Indonesia's Yudhoyono and party top opinion poll

Indonesia is due to hold parliamentary elections on April 9, and presidential elections soon after.

Indonesia's Yudhoyono and party top opinion poll

Indonesia's President Susilo Bambang Yudhoyono and his Democrat Party topped an opinion poll published on Sunday.

Indonesia is due to hold parliamentary elections on April 9, and presidential elections soon after, with the economy, jobs, poverty alleviation, corruption, health and education ranking among the key issues for voters amid a global economic slowdown.

The poll, conducted by the Indonesian Survey Institute (LSI), a private pollster, found that 43 percent of respondents would choose Yudhoyono, often known by his initials SBY, as president, against 19 percent for former President Megawati Sukarnoputri, who is considered his main rival.

"For the time being, there's no competitor for him," said Saiful Mujani, executive director of LSI.

"Even though people know Megawati, they would think twice" about voting for her, he added.

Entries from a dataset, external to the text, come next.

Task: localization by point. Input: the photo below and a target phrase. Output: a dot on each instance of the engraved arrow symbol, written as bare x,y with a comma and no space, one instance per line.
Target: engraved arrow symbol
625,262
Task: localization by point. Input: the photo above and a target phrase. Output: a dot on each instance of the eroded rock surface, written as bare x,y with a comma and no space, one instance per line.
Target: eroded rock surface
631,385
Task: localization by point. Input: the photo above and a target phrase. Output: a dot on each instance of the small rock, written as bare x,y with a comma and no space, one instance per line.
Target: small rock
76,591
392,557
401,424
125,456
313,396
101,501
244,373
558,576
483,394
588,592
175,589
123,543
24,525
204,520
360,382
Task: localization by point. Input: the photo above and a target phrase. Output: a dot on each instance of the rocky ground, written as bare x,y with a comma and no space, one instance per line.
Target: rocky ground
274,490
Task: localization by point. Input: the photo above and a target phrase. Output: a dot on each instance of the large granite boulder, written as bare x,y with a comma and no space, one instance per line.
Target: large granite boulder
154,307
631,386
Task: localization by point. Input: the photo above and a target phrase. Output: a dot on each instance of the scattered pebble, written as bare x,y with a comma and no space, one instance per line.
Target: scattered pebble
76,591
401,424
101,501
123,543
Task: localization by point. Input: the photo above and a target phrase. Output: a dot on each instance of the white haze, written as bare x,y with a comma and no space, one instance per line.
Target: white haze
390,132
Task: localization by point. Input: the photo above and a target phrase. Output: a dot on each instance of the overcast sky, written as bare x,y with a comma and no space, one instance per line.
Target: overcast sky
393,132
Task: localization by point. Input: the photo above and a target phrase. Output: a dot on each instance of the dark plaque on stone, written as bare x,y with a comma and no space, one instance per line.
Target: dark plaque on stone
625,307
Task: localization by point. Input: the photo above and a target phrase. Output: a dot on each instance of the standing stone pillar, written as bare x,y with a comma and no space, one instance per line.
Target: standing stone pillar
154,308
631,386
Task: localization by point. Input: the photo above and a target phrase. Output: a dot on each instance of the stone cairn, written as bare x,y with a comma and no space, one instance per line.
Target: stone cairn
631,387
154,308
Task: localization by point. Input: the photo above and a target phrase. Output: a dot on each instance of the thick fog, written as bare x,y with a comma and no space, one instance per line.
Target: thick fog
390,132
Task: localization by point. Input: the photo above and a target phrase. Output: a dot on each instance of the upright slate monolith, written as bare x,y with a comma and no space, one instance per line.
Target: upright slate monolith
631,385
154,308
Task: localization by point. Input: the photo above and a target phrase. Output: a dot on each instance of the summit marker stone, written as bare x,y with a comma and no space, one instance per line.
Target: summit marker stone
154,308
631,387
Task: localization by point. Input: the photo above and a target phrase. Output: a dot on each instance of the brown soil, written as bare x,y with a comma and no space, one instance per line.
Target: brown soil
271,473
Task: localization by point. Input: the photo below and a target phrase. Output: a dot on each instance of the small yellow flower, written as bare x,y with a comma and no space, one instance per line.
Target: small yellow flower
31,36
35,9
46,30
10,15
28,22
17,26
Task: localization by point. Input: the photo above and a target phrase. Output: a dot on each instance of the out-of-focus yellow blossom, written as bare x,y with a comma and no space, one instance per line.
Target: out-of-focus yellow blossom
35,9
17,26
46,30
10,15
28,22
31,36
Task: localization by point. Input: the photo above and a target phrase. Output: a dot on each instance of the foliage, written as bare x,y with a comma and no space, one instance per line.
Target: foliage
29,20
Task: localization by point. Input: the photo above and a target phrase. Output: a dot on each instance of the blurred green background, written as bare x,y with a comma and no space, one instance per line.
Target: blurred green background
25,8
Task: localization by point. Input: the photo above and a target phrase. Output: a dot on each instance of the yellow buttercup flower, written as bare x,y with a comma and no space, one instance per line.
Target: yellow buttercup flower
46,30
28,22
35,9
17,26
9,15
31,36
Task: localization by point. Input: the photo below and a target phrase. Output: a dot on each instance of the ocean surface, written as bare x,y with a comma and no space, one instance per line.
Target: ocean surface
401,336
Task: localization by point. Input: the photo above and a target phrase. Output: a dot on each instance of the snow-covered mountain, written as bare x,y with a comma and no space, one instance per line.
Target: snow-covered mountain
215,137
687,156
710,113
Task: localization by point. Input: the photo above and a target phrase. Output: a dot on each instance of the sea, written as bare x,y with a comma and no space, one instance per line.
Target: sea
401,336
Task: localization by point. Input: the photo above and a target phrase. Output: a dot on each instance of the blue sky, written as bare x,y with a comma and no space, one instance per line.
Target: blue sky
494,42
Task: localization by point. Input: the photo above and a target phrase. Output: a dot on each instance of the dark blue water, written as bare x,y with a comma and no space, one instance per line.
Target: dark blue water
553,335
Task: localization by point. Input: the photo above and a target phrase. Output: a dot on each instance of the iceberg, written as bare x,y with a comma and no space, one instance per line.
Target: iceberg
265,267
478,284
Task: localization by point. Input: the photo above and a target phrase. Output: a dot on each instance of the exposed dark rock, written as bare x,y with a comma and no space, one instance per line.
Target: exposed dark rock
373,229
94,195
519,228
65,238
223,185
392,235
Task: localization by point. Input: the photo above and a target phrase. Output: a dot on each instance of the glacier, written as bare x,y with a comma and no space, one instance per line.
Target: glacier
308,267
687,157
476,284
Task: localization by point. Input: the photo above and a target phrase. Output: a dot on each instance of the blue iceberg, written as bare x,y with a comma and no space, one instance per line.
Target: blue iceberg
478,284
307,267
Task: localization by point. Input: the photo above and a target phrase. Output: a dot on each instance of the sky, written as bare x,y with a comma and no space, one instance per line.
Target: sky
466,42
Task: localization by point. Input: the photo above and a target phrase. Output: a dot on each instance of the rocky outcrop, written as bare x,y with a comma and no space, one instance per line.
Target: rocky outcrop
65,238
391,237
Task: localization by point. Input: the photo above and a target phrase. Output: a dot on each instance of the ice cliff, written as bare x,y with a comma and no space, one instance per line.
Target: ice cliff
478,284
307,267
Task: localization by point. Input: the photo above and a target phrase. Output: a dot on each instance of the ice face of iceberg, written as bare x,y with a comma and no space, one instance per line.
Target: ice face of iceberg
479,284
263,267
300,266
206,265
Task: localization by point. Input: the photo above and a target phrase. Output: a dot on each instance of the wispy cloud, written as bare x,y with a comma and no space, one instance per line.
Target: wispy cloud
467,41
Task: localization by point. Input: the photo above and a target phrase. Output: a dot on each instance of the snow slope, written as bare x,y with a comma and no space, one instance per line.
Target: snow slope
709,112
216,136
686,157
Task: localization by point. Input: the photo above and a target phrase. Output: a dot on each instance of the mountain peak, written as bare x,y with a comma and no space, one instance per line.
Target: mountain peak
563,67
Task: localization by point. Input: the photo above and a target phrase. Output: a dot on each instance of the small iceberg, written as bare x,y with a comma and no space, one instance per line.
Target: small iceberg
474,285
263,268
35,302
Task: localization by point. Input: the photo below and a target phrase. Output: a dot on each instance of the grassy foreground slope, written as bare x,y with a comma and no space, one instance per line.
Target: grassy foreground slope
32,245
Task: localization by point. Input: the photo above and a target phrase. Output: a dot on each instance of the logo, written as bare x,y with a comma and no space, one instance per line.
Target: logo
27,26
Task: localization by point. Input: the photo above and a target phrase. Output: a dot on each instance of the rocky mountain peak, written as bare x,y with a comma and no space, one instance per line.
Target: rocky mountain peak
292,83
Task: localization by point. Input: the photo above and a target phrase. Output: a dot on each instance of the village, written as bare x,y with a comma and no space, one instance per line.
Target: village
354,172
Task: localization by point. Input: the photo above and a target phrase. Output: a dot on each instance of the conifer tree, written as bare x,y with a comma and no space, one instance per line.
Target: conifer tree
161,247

Yudhoyono's policies are generally popular, especially the fact he cut subsidised fuel prices twice in December and is expected to cut them again soon, Mujani said.

"The main issue is the economy. If the impact of the global economic crisis on Indonesia is really felt, then perceptions about SBY's performance would be worse."

Of those polled, 15 percent said they were undecided. Other presidential hopefuls got less than 10 percent in the poll, with the Sultan of Yogyakarta and Prabowo Subianto, a general with close ties to former President Suharto, getting 5 percent each.

Former military strongman Wiranto got 3 percent, and Vice President Jusuf Kalla 2 percent. Yudhoyono's Democrat Party has the support of 23 percent of those polled, putting it well ahead of the two main political parties, Megawati's PDI-P and former President Suharto's Golkar, with 17.1 percent and 13.3 percent respectively.

Islamist parties scored less than 5 percent, with the National Awakening Party (PKB) and the Prosperous Justice Party (PKS) getting 4.8 percent and 4 percent respectively. One fifth of those polled were undecided.

Indonesia introduced new election rules last year, which state that in order to field a presidential candidate, a political party or bloc of parties must win a quarter of the votes in the parliamentary elections, or one fifth of the seats.

The latest poll suggests that Yudhoyono may not need to rely on any political allies to run for a second term.

Yudhoyono, a reformist ex-general, was Indonesia's first directly elected president.
While corruption remains a constant problem in Southeast Asia's biggest economy, some progress has been made.